本紙 貴学が今後、果たすべき役割についてお聞かせください。 香川 本学は英文科もないし、国文科も法学部もない。とにかく食べて、健康に生きるための学部、学科、専攻を設けています。創刊七十年になる雑誌「栄養と料理」も、もともとは講義録として生まれ、今でもそれに準じた内容です。

 とにかくみんなが健康に生きる、しあわせに生きるための食べ方を普及したい、それをリードする人を育てたい。そのために養護教諭の資格が取れる、家庭科の先生にも、臨床検査技師にもなれる。そのようにやってきました。

 本学のモットーは『実践』栄養学です。紙の上の栄養学ではありません。そして、それは人間の豊かな「生」を育むための「人間栄養学」としての視点を持っていなければなりません。

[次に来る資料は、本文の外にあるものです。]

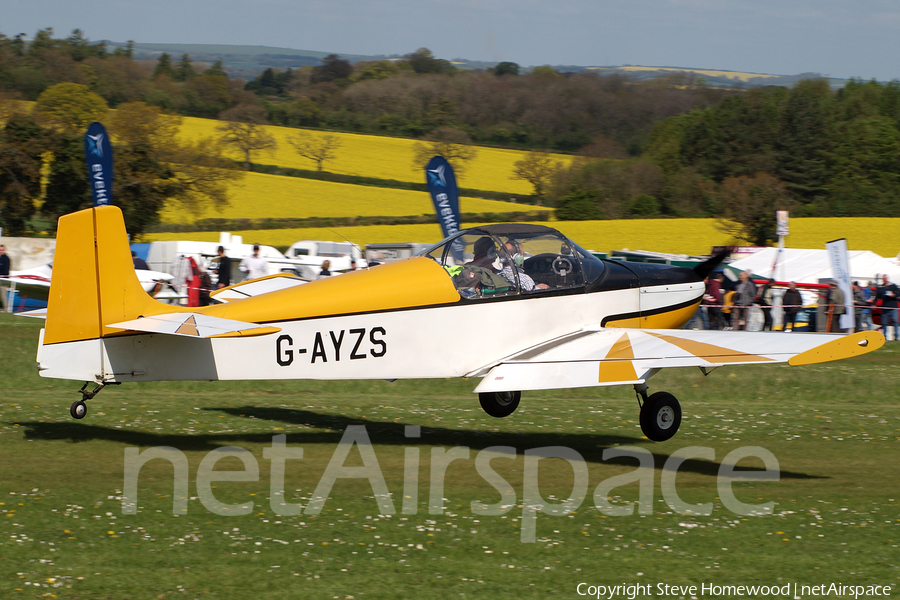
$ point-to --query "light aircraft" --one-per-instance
(35, 284)
(520, 306)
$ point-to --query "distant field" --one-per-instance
(710, 73)
(681, 236)
(831, 429)
(382, 157)
(262, 196)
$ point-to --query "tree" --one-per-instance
(21, 145)
(164, 66)
(67, 188)
(535, 168)
(316, 148)
(332, 68)
(242, 130)
(185, 69)
(506, 68)
(423, 61)
(69, 107)
(153, 168)
(453, 144)
(748, 206)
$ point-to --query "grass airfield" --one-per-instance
(834, 428)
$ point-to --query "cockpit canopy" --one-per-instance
(509, 259)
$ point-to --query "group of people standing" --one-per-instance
(724, 308)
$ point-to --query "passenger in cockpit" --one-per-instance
(485, 254)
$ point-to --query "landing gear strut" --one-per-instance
(660, 414)
(79, 409)
(499, 404)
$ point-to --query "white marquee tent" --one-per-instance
(811, 266)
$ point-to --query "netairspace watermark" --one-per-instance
(788, 590)
(532, 502)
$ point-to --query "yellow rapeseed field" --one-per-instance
(381, 157)
(681, 236)
(710, 73)
(261, 196)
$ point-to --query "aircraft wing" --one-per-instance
(255, 287)
(194, 325)
(602, 357)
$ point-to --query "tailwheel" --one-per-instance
(499, 404)
(660, 416)
(78, 409)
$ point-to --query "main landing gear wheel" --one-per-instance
(78, 409)
(499, 404)
(660, 416)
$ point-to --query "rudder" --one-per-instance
(93, 282)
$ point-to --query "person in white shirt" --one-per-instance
(254, 266)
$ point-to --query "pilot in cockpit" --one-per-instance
(485, 254)
(513, 266)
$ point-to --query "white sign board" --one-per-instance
(840, 268)
(781, 221)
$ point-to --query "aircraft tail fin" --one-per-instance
(94, 283)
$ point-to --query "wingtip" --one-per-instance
(855, 344)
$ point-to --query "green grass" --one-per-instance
(834, 428)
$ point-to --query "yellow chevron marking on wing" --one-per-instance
(189, 327)
(845, 347)
(710, 352)
(618, 366)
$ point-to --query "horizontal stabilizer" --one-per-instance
(622, 356)
(194, 325)
(257, 287)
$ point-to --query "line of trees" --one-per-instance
(43, 171)
(669, 147)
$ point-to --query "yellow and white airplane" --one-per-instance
(520, 306)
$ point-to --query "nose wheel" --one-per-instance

 実は大学も短大も二年制以上の学校では、入学後の半年間全員に私が毎週一回教えています。そこで、この学校の創設の目的や、何をめざしているかを授業の中で学生に体得してもらっています。建学の精神を、学生に浸透させたいのです。

 「健康」と「食」のあり方を学生一人ひとりに伝え、周りの人々に拡げてもらいたい。ひとりでも多くの人にちゃんとした「食」を身につけて、みんなに健康になってもらいたい。「食」によって「健康」の幸せを広げる人材を育てていきたいのです。

 少子化ということで、学生、生徒確保が難しくなる中で、本学園としては、高等教育機関として、研究の成果をあげることはもちろんですが、実際の様々な生活の場で役立つ「栄養学」のあり方を知らせなければなりません。なんといっても建学の精神に立ち返り、学園として「オンリー・ワン」であり続けることが必要であり、社会的な使命を果たす上においても重要なことだと思っています。